Git Product home page Git Product logo

buzsaki-lab-to-nwb's Introduction

buzsaki-lab-to-nwb

NWB conversion scripts for popular datasets. A collaboration with Buzsáki Lab.

Clone and dev install

$ git clone https://github.com/catalystneuro/buzsaki-lab-to-nwb
$ pip install -e buzsaki-lab-to-nwb

Alternatively, to clone the repository and set up a conda environment, do:

$ git clone https://github.com/catalystneuro/buzsaki-lab-to-nwb
$ cd nwb-conversion-tools
$ conda env create --file make_env.yml
$ conda activate buzsaki-lab-to-nwb-env
$ pip install .

Workflow

Here is a basic description of the standard conversion pipeline for this project.

Download local data

These datasets can sometimes be multiple TB in total size, so direct download to local devices for conversions is not recommended. Instead, we'll use a remote server for full runs of scripts developed and tested locally - more on that in the final steps.

For local debugging, it is recommended to download one random session from each subject of the dataset. You can find the globus endpoint here: https://buzsakilab.com/wp/ -> Databank -> Globus Datasets.

For example, the PetersenP dataset has subject subfolders MS{x} for x = [10, 12, 13, 14, 21, 22].

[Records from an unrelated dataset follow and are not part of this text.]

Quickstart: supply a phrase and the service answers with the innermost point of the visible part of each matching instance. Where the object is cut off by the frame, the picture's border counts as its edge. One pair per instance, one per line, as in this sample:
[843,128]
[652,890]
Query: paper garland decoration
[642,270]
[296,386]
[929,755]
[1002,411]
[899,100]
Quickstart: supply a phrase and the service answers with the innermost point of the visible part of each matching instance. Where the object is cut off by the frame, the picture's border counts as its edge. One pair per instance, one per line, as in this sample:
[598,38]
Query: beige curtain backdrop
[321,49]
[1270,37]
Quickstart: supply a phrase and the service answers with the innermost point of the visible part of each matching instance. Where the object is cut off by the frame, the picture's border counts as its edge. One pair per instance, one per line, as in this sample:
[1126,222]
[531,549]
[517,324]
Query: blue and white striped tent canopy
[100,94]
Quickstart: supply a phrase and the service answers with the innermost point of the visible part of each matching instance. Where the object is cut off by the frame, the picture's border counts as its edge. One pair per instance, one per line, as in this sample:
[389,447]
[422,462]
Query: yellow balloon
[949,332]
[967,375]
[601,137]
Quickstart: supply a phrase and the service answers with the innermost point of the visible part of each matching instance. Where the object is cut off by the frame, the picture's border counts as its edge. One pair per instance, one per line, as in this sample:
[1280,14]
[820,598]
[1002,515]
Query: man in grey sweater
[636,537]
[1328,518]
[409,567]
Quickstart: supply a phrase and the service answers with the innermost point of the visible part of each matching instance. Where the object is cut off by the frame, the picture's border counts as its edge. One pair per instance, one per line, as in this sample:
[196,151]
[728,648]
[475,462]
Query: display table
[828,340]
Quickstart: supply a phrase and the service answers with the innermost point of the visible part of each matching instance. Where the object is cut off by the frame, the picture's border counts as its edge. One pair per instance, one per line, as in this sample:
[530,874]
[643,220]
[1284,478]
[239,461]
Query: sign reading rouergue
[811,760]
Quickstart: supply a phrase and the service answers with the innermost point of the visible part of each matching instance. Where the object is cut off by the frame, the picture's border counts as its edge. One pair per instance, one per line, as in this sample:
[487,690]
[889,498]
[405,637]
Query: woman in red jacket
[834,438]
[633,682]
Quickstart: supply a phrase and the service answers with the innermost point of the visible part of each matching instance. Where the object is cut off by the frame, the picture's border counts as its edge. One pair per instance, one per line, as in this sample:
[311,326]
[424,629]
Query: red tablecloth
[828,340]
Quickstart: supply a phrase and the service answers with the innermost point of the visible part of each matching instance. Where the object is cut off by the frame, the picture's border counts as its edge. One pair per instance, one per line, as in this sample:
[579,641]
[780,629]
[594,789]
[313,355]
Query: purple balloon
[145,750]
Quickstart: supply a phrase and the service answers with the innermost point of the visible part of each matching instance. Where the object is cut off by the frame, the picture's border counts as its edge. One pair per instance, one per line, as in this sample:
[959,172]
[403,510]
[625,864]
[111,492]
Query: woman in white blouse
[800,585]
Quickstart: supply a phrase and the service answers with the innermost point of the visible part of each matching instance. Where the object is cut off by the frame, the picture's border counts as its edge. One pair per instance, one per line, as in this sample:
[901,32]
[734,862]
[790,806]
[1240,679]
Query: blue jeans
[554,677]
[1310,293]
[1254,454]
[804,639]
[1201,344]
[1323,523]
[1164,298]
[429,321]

Each of these contains multiple sessions for each subject, of the form Peter_MS{x}_%y%m%d_%h%m%s where the remaing details are datetime strings of the start time for each session. There may also be additional strings appended to the session name.

For prototyping, we would download a randomly chosen session for each subject. If none of these contain any raw data (.dat files), I would recommend specifically finding a session that does contain some so that it is included in the prototyping stage.

In some cases, there may be more subjects or sessions included in the globus dataset than were used in the corresponding publication; start confirming this by going through the methods or supplementary section of the corresponding paper to see if those details are included. If not, send an email to the corresponding author to obtain a list of sessions used for final analysis. A good example of this in the PetersenP dataset is that MS14 was not actually used in the publication even though there is data available for it; thus, we will skip this mouse when converting the dataset.

Build converter class

From nwb-conversion-tools, construct an NWBConverter class that covers as many of the data types available in the dataset. For example,

class PetersenNWBConverter(NWBConverter):
    """Primary conversion class for the PetersenP dataset."""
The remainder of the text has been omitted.